Stewart Rhodes, Oath Keepers’ leader, told the Los Angeles Times on Saturday that his group would “be out on Election Day to protect people who are voting”. 

He said that some members would be carrying concealed weapons.

Rhodes said that he was worried about "the radical left" targeting voters and preventing them from casting their vote.

Trump supporters are more likely than Biden supporters to vote in person, according to a Pew Research survey from the end of July.

"I'll be voting in person and so will everybody else I know, and I think the radical left knows that," Rhodes said.

He said that his group would report issues to the police initially but that he's "not confident police will do their job."

He said if his group noticed, for example, protesters at polling sites with guns, "we're going to intervene."
"We've done it before," he said. "If the cops are doing their job, we'll just stand by. If they're not, we'll step in."

Other groups have discussed online their plans for 3 November.

One group affiliated with QAnon - the baseless conspiracy theory claiming Trump has been sent to save the US from a cabal of Satanist pedophiles operating as “the deep state” - was found by the SITE Intelligence Group to be preparing to deploy.

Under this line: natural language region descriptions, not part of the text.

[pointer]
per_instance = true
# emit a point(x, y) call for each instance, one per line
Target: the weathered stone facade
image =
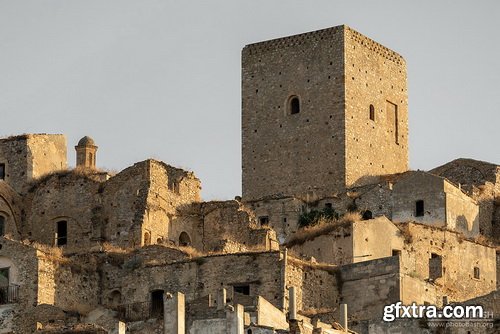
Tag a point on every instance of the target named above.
point(331, 141)
point(325, 131)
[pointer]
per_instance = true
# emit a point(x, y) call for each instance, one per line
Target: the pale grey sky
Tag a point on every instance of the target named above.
point(161, 79)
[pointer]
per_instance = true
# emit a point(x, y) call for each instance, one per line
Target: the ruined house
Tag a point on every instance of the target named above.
point(324, 132)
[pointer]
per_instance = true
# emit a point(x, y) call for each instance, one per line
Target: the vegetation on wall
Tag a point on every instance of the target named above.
point(312, 217)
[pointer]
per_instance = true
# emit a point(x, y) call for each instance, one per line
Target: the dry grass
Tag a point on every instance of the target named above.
point(316, 311)
point(311, 265)
point(322, 227)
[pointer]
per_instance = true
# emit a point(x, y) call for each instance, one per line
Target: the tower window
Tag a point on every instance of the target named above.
point(477, 273)
point(419, 208)
point(61, 233)
point(2, 226)
point(264, 220)
point(294, 105)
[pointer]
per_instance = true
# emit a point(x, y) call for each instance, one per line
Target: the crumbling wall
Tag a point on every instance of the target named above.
point(462, 212)
point(28, 157)
point(381, 286)
point(47, 153)
point(458, 256)
point(170, 188)
point(375, 78)
point(419, 186)
point(335, 247)
point(72, 284)
point(374, 239)
point(135, 279)
point(22, 262)
point(66, 196)
point(11, 207)
point(317, 286)
point(124, 205)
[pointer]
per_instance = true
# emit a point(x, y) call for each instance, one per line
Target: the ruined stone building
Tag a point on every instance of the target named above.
point(330, 215)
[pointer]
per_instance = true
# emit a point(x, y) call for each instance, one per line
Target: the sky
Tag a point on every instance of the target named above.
point(161, 79)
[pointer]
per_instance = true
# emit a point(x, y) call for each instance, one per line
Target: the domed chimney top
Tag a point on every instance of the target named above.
point(86, 141)
point(86, 153)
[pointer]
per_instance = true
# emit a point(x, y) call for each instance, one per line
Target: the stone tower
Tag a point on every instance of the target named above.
point(321, 112)
point(86, 153)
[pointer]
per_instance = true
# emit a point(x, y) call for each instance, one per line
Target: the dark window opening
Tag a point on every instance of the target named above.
point(264, 220)
point(2, 226)
point(476, 273)
point(243, 289)
point(4, 286)
point(294, 105)
point(419, 208)
point(61, 233)
point(147, 239)
point(184, 239)
point(392, 118)
point(435, 266)
point(157, 303)
point(367, 214)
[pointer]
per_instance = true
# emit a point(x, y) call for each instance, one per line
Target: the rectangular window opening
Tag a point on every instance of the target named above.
point(435, 266)
point(477, 274)
point(243, 289)
point(419, 208)
point(61, 233)
point(396, 252)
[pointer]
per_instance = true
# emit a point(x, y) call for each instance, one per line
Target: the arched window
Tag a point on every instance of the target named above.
point(2, 226)
point(157, 303)
point(294, 105)
point(367, 215)
point(372, 112)
point(184, 239)
point(115, 298)
point(61, 233)
point(147, 239)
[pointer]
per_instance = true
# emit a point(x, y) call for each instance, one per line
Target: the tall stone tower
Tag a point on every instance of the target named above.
point(322, 111)
point(86, 153)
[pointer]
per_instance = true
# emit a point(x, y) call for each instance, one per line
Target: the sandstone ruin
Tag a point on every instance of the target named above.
point(330, 216)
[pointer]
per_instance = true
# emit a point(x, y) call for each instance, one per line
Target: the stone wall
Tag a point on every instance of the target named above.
point(70, 196)
point(280, 156)
point(348, 148)
point(375, 81)
point(316, 285)
point(28, 157)
point(11, 207)
point(196, 278)
point(443, 203)
point(458, 258)
point(22, 262)
point(367, 286)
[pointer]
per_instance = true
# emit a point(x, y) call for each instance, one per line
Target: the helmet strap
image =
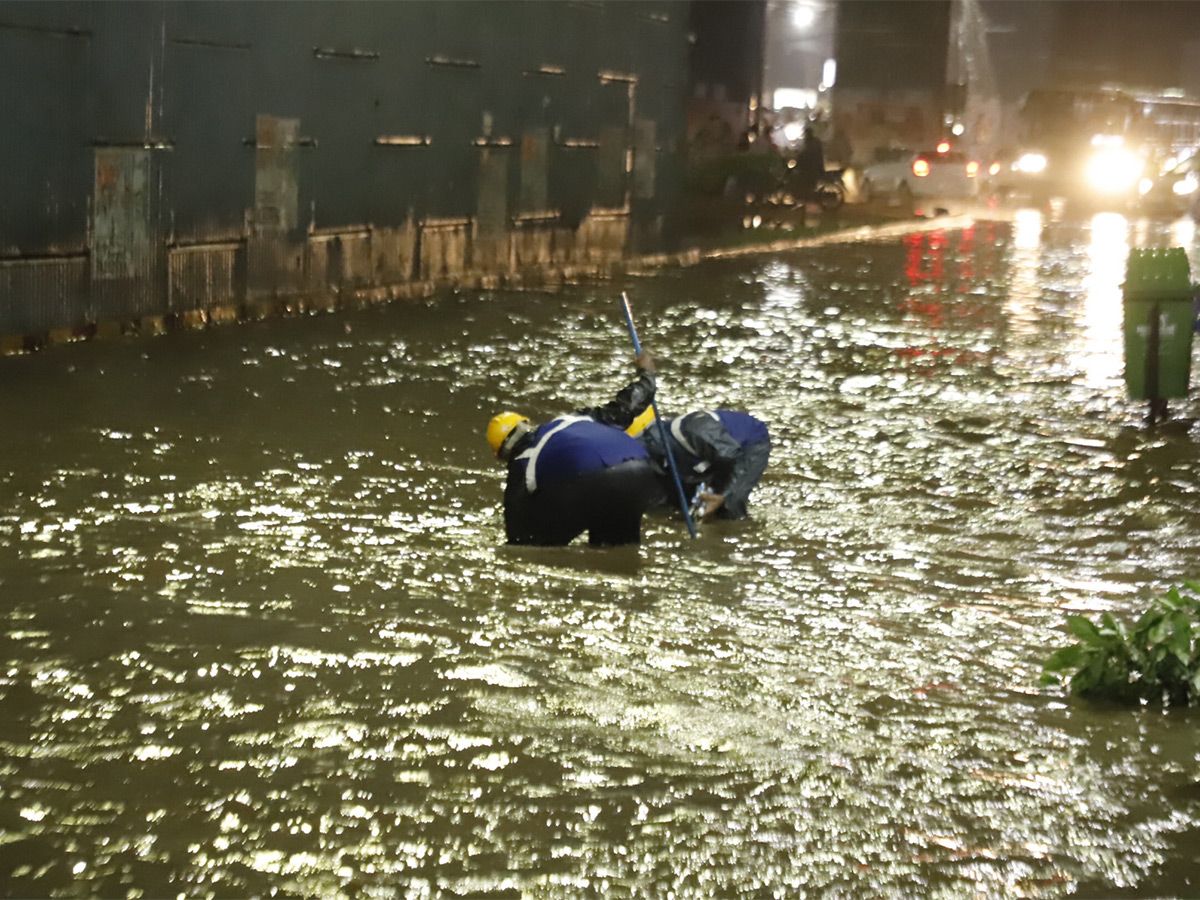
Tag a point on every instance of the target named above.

They said that "heavily armed MAGA patriots" were preparing for election day.

Heidi Beirich, Georgia-based co-founder of the Global Project Against Hate and Extremism, said they feared violence was most likely in cities which have been targeted by Mr Trump - among them Portland, Oregon; Seattle; Louisville; Kenosha, and Detroit.

Laws differ by state when it comes to whether you can bring a weapon to a polling site — concealed, unconcealed, or at all.

Openly carrying a firearm at a polling station could be interpreted as voter intimidation which is illegal in the US.

And all 50 states prohibit private, unauthorised militias and military units from engaging in activities reserved for the state militia, including law enforcement activities. 

Cassie Miller, a senior researcher with the Southern Poverty Law Center, told the Times that "chances are really high that we're going to see militia members, armed groups, or Trump supporters who are armed at the polls."

She said: "Not only are these people willing to participate in voter intimidation, but they're hoping to create this chaotic moment.

"There's an unwillingness to accept anything but a Trump victory."

At a rally last month in Portland, the Proud Boys announced plans to monitor Oregon sites where mailed ballots were dropped off, Ms Miller noted.

Devin Burghart, the executive director of the Institute for Research and Education on Human Rights, told the Times that his organisation believed far-right groups would be standing by at polls in Michigan, Pennsylvania, and Wisconsin and that "the act of showing up armed is certainly a deterrent to folks showing up to vote".

Burghart said people could report such groups via his group's app, which is designed to alert local legal observers.

In some areas, the voter intimidation has already begun.

Two right-wing agitators, Jack Burkman and Jacob Wohl, were arrested on 8 October in connection with voter intimidation charges, and face up to seven years in prison. 

Richard Cunningham, the Michigan assistant attorney general, accused Burkman and Wohl of being behind a "racially insensitive robocall" that falsely claimed to callers if they vote by mail they will be placed in a database that will be used to track down people with outstanding warrants, used by creditors to collect debts, and by US Centers for Disease Control and Prevention to make people get vaccinated.

They are believed to have made 85,000 robocalls to people in areas, like Detroit, which have a high percentage of voters from communities of colour.